Diagnostic challenges

The clinical diagnosis of conjoined twins is close to impossible. The use of auscultation or palpation can only suggest separate twins, and in areas where the access to basic technology is limited, the diagnosis can only be confirmed at birth.

With the advances in ultrasonography, the early depiction and the proper prenatal evaluation of this condition is needed for better counseling the parents in order to offer the possibility of termination of pregnancy and, if the pregnancy continues, to establish a plan of delivery in a specialized center, improving the chances of survival and accomplishing the medical aim to surgically separate the twins. The earliest time of diagnosis is placed in the first trimester, and the criteria include, firstly, the absence of separating amniotic membrane, lack of movements, at different times of examination, of the body, fetal head or body parts, unusual proximity of heads or spines, bifid appearance of the fetal pole and, secondly, complex anomalies, compound heart, joined pelvis, incomplete limbs and multiple umbilical arteries(6). In cases where the pregnancy continues, given the vast anomalies encountered, in order to detail the exact level of conjunction, anatomy, vascularization and potential for postnatal surgical separation, studies have shown that the use of 3- or 4-dimensional ultrasound, magnetic resonance imaging or computed tomography is indispensable.

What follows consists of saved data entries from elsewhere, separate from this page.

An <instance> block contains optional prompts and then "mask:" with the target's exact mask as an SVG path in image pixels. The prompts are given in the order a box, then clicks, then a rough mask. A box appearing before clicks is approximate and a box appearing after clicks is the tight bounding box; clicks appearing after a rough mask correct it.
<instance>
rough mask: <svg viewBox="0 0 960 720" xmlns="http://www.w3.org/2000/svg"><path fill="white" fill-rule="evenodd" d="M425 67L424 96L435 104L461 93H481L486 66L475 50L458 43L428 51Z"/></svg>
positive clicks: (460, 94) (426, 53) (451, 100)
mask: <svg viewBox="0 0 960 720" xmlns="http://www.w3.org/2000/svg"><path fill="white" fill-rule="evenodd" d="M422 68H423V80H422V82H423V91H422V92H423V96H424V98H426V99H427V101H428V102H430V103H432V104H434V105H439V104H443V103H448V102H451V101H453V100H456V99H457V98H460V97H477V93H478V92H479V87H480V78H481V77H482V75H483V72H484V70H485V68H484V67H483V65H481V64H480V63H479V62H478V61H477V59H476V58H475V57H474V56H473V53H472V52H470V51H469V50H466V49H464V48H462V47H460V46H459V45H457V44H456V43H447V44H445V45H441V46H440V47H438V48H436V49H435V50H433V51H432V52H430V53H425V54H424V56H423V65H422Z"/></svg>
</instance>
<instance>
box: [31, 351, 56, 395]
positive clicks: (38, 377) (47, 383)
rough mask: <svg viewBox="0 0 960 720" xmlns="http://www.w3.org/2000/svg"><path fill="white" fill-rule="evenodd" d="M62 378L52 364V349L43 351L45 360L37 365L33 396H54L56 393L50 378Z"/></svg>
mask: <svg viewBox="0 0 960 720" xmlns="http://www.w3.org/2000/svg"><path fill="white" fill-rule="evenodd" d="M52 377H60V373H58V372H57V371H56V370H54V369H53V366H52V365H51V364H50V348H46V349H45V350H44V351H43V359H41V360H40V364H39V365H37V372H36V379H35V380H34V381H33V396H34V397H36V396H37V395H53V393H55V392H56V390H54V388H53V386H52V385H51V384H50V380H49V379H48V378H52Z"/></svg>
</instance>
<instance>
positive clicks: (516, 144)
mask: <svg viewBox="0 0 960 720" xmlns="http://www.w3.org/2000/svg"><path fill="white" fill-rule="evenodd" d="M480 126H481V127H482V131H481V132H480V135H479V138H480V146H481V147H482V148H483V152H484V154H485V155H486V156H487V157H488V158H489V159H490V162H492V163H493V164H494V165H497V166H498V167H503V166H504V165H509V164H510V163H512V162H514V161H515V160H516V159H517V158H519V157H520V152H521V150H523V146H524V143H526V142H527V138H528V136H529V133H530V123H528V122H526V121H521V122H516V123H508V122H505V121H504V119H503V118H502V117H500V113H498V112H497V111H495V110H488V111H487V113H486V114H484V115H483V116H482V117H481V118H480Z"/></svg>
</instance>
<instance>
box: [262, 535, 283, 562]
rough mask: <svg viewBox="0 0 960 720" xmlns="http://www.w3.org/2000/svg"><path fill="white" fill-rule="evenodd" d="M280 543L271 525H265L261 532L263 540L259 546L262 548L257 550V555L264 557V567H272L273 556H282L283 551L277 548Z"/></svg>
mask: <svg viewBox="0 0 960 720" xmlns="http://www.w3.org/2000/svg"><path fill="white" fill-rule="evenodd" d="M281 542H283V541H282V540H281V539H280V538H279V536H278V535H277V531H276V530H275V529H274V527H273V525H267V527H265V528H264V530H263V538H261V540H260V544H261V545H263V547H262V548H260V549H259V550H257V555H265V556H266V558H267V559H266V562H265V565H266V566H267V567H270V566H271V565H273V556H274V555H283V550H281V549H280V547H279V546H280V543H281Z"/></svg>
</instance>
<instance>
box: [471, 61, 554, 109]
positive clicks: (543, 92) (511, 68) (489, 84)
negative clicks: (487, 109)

Considering the vast union between the twins in lateral conjunction, the chance for separation is close to null, therefore the expected survival in the neonatal period is extremely low(5). From the many types of conjoined twins, the lateral fused twins associate frequently the most complex anomalies due to disturbed cross-signaling between tissues, and past studies described at autopsy that when the heart is compound, there can be transposition or reversal of great arteries, right aortic arch and defects of laterality, such as absent spleen or situs inversus. The prognosis in usually poor, only 18% of all conjoined infants survive, approximately 35% of live births die within the first 24 hours, and only 18% of all conjoined twins survive longer than 24 hours(7). In terms of delivery, although there are several reports of vaginal delivery, mostly for premature, small or nonviable fetuses, a planned caesarean section is preferred to avoid psychological and physical maternal trauma and to ensure the best chances of survival.

Prognosis and postnatal management

The postnatal management of conjoined twins is nowadays surrounded by ethical dilemmas regarding the surgical approach. In the case of lateral conjunction, the management usually consists in palliative care because dicephalus twins are generally stillborn or die in a few hours after birth due to complex cardiac and pulmonary anomalies. Immediate surgical maneuvers are appropriate when removing a stillborn or critically ill twin’s connection to save the healthier twin. In stable situations, the surgery, if wanted and needed, can be postponed until later infancy.

Conclusions

Conjoined twinning is a rare complication of monoamniotic monochorionic pregnancy. The vast variety of conjunction leads to different approaches regarding the prenatal and postnatal management. The prognosis is poor for lateral conjunction due to complex anomalies of vital organs, and the earliest diagnosis is necessary to ensure the parents of their options further on. In case the pregnancy continues, other means of evaluating the pregnancy are required and a multidisciplinary team must be organized. 

Conflict of interests: The authors declare no conflict of interests.